Individuals from academia, industry, and the US FDA were able to reach consensus on a number of important issues that affect the design of negative symptoms trials. These included the importance of a coprimary functional measure, the description of subjects who should be included in these trials, the duration of trials, and the design of trials for adjunctive and broad-spectrum agents. Other issues such as the best instrument for these trials and the meaning of improvement in a subdomain can be addressed when data from current and future trials are available.
Disclosures: During the past 12 months, Dr Marder received consultation fees from the following: Wyeth, Pfizer, Otsuka, Sanofi-Aventis, Lundbeck, Schering Plough, and Roche.
R.S.E.K.: Advisory Board/Consultant: Abbott, Astra Zeneca, BiolineRx, Bristol Myers Squibb, CHDI, Dainippon Sumitomo Pharma, Eli Lilly, EnVivo, Johnson & Johnson, Lundbeck, Memory Pharmaceuticals, Merck, Neurosearch, Orion, Otsuka, Pfizer, Roche, Sanofi-Aventis, Shire, Solvay, Takeda, and Wyeth; Dr Keefe receives royalties from the Brief Assessment of Cognition in Schizophrenia testing battery and the MATRICS Battery (BACS Symbol Coding).
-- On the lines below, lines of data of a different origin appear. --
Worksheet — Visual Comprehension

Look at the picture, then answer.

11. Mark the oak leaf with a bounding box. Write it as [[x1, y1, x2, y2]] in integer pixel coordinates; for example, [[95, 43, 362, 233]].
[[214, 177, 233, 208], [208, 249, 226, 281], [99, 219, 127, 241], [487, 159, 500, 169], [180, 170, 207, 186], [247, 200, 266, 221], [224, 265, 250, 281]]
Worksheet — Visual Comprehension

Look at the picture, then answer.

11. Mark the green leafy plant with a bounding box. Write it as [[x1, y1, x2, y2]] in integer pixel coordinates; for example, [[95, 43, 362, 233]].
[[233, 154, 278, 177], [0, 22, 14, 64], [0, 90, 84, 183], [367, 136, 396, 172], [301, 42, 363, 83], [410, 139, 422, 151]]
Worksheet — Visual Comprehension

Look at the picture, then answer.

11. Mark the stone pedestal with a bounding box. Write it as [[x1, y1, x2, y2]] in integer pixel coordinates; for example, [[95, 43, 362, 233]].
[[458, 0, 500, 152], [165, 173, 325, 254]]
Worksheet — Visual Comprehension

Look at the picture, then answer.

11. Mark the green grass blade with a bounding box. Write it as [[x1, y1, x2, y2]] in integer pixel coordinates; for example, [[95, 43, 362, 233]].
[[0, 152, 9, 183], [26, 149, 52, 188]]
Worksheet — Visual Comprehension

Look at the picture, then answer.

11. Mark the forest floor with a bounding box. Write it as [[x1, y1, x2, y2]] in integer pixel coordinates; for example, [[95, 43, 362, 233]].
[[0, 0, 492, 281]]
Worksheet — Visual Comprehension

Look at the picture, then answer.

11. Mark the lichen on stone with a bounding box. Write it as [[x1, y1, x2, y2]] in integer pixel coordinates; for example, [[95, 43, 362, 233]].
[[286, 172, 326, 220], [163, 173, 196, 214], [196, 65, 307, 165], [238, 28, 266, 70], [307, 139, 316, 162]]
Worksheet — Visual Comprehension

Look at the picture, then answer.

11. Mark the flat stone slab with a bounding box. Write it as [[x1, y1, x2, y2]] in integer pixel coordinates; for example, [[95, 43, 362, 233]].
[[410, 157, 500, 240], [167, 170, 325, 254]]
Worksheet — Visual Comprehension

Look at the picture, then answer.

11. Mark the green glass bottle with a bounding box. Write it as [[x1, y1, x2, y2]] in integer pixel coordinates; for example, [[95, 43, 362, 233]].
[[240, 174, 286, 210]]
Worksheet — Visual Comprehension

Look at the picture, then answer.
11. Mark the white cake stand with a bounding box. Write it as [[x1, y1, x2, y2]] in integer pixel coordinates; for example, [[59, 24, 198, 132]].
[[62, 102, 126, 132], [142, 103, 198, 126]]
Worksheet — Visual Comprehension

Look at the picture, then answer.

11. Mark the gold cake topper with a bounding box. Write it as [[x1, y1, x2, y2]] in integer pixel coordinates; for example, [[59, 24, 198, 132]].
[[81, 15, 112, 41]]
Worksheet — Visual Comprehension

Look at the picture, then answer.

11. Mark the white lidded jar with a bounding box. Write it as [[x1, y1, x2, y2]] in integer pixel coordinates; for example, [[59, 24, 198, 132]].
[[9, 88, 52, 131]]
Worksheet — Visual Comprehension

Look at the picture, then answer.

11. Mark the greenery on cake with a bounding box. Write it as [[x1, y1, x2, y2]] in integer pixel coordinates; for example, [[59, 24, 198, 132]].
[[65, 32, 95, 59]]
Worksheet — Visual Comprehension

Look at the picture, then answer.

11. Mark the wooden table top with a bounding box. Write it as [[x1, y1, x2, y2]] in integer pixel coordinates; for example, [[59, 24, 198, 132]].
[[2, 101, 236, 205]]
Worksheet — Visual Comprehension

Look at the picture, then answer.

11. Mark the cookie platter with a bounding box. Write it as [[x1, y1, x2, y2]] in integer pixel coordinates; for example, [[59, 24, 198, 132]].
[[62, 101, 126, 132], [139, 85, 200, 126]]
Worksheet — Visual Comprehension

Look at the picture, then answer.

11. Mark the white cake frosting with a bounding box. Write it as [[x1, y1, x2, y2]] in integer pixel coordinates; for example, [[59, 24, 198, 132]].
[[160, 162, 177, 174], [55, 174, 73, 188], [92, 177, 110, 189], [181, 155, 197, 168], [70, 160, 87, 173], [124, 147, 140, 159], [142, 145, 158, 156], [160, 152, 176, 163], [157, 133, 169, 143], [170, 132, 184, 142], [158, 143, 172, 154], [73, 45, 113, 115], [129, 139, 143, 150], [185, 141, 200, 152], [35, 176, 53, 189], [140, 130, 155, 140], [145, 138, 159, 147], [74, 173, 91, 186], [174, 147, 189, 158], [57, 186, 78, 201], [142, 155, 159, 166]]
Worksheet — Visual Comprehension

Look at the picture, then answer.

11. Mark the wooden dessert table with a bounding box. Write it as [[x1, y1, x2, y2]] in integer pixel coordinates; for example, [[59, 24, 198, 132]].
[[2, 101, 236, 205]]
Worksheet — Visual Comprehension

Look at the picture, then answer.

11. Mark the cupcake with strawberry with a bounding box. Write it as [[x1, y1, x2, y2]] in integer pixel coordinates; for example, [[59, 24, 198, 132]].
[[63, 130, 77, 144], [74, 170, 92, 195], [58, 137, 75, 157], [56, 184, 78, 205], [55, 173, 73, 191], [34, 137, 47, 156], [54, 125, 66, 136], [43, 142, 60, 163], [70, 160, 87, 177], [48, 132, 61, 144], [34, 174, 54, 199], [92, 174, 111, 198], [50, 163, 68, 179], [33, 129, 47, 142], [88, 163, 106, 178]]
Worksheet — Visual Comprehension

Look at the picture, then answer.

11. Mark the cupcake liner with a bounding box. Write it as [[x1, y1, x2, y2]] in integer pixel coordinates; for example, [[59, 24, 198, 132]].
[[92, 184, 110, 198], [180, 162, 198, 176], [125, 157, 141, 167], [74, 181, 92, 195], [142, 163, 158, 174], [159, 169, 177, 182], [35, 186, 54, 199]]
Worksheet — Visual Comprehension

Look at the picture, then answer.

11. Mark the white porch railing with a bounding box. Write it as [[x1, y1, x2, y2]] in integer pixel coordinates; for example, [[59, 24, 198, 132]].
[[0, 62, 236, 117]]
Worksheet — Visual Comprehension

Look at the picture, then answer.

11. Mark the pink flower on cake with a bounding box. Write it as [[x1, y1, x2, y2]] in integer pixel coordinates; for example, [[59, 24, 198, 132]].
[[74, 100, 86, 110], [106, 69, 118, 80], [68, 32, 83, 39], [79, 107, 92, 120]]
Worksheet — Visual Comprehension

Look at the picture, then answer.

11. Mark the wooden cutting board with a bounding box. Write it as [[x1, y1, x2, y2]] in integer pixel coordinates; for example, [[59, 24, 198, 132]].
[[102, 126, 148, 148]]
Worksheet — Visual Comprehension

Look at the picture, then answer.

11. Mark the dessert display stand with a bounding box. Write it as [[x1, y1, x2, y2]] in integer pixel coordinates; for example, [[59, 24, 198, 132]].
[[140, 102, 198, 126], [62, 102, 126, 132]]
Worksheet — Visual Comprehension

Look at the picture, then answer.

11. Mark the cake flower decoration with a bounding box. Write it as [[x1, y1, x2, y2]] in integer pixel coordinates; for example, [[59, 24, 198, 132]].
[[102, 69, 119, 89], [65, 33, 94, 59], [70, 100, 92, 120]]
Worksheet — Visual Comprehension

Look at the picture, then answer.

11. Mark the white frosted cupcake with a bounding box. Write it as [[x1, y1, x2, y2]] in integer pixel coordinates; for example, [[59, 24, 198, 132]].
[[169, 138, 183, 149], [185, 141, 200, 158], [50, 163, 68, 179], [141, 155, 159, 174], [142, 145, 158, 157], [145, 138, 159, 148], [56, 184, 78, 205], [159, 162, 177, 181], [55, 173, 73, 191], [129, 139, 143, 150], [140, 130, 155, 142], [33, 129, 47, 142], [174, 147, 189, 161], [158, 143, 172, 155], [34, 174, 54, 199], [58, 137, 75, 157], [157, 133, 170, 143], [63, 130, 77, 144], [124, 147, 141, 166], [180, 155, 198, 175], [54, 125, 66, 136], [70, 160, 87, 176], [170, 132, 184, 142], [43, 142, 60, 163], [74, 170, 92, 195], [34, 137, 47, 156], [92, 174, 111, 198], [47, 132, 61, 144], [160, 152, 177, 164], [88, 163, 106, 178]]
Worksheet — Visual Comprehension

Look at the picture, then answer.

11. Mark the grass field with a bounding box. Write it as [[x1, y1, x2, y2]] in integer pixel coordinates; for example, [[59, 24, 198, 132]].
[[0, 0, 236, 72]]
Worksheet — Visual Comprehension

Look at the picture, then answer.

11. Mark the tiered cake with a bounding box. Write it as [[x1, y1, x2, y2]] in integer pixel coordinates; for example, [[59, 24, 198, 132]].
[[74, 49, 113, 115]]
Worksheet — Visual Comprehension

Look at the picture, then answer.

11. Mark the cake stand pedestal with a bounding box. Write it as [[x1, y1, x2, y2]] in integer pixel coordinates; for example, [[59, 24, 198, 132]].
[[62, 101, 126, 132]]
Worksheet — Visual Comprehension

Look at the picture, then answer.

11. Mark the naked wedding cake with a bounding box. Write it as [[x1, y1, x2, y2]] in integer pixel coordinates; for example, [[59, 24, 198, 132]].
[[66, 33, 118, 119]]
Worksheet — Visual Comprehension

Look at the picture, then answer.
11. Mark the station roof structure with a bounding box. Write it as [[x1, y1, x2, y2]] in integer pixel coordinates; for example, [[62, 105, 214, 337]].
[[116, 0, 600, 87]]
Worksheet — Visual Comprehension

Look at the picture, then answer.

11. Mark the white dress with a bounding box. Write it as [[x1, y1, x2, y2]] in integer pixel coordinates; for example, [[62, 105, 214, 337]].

Dr Awad provides research consultations to Pfizer, Eli Lilly Janssen-Ortho, Astra Zeneca, and Novartis.
Dr Alphs is an employee of Johnson & Johnson and has worked for Pfizer and Novartis in the past. He holds the copyright to the NSA-16 and the NSA-4, 2 instruments developed to assess negative symptoms.
Dr Daniel is an employee of United BioSource Corporation.
The authors have declared that there are no conflicts of interest in relation to the subject of this study.